Hükümet Programında Eğitim

A+A-

 

Her toplum, kendi maddi ve manevi kültürel değerlerini, eğitim sayesinde yeni kuşaklara aktarmaktadır. Yirmi birinci yüzyıl dünyasında eğitimin hem önemi hem de hacmi devasa boyutlara ulaşmıştır. Eğitim sisteminin ülke kaynaklarının ne denli büyük bir kısmını tükettiği göz önüne alınırsa, bu önemin büyüklüğü ve ne kadar bilimsel bir plânlamanın yapılması gerektiği açıkça kendini göstermektedir.
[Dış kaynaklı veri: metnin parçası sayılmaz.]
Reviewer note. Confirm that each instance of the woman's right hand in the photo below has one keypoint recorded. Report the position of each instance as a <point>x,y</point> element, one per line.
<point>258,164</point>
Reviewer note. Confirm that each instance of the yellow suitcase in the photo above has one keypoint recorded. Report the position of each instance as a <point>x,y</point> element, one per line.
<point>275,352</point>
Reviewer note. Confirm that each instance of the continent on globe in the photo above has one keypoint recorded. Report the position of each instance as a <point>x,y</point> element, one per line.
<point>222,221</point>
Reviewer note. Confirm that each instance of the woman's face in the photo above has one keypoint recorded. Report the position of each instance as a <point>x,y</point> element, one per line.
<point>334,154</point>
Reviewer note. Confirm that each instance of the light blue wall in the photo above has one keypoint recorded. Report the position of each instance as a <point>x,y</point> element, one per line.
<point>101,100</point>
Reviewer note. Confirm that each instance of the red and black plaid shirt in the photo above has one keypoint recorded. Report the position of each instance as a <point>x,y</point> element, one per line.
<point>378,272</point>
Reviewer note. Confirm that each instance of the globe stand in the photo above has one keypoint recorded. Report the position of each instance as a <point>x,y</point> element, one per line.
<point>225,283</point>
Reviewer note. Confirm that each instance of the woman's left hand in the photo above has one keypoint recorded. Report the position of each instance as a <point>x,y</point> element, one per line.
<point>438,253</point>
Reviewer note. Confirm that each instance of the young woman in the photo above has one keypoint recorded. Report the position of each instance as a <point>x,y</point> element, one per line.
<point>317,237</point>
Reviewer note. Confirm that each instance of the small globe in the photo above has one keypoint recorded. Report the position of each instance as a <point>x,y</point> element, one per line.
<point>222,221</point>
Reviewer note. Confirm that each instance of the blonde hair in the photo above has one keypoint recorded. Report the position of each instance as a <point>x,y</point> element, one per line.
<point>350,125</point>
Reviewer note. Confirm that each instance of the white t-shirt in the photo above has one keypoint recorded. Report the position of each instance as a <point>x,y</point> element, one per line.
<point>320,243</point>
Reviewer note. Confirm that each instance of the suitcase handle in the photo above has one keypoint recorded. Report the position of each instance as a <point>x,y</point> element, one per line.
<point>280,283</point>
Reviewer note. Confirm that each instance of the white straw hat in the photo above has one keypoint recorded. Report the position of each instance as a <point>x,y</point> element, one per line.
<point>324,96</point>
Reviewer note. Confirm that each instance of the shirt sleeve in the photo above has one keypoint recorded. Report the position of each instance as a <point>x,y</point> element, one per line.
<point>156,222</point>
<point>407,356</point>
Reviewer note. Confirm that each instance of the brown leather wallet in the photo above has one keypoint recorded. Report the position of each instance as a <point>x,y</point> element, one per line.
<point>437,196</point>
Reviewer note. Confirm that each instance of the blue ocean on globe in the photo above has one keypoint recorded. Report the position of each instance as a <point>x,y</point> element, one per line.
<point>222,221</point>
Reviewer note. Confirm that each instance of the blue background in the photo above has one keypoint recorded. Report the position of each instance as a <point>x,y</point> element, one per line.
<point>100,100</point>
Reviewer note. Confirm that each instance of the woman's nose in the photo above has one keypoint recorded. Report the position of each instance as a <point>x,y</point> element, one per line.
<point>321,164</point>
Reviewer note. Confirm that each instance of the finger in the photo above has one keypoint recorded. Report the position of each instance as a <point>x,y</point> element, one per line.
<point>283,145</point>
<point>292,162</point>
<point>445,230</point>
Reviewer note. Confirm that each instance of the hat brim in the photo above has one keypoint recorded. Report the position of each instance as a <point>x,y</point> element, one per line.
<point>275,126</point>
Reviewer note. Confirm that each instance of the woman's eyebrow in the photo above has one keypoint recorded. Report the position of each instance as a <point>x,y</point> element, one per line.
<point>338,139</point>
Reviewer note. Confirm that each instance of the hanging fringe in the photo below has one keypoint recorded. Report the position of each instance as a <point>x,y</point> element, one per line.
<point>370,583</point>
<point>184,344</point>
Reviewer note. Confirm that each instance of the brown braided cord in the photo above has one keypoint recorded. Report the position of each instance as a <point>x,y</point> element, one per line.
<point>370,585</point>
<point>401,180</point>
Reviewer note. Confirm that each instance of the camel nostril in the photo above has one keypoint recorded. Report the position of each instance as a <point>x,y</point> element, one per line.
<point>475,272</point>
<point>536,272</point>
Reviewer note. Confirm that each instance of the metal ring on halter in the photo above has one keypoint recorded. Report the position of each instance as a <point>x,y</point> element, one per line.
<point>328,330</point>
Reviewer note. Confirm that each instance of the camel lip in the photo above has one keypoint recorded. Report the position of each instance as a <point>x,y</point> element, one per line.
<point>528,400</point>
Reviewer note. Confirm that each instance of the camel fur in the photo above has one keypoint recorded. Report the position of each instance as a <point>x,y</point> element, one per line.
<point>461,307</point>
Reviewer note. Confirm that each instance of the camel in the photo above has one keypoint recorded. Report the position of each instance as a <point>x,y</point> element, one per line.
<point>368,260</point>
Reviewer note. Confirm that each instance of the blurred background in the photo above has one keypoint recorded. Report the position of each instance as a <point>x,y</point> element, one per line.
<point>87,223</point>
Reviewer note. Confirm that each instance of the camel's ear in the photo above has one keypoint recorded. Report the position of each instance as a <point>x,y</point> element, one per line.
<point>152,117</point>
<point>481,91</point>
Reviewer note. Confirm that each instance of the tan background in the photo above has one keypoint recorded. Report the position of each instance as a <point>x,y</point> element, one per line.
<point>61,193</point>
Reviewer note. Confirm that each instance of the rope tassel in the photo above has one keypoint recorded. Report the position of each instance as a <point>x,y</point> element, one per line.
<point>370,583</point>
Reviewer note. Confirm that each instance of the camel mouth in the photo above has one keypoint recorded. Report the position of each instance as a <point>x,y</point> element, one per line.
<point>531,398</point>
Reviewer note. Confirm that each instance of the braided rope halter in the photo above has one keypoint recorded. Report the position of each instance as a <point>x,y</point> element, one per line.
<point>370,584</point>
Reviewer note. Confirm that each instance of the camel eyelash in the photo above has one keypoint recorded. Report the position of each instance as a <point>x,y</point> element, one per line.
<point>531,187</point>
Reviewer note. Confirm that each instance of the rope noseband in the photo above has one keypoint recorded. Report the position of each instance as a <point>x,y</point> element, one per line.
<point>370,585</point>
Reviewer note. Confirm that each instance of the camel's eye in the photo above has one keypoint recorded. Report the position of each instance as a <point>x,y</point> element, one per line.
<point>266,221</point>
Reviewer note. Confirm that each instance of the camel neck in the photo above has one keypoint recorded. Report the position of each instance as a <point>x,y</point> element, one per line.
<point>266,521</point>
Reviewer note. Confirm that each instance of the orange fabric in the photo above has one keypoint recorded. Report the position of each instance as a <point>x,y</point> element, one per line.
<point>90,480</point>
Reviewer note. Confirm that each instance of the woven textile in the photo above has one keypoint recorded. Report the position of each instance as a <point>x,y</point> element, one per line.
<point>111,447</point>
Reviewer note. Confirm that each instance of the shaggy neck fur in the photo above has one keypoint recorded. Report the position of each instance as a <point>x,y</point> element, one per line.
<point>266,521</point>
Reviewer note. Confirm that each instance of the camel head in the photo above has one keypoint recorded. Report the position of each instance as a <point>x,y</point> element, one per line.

Bir ülkenin ekonomik kalkınması, o ülke halkının kişisel ve toplumsal gelişmesi de eğitimin işidir. Bu nedenle de “Nasıl bir birey, nasıl bir toplum, nasıl bir eğitim istiyoruz?” sorularına verilen yanıtlar hayatidir… İşte tam da bu nedenle;  eğitim, rast gelelikten uzak, ciddî plânlama ve programlamayı gerektiren bir iştir. Eğitim maksatlıdır. Eğitimin belirlenmiş hedeflere ulaşma gerekliliği vardır. Eğitim sistemi ideal insanı yetiştirecek bir ideal eğitim anlayışına sahip olmalıdır.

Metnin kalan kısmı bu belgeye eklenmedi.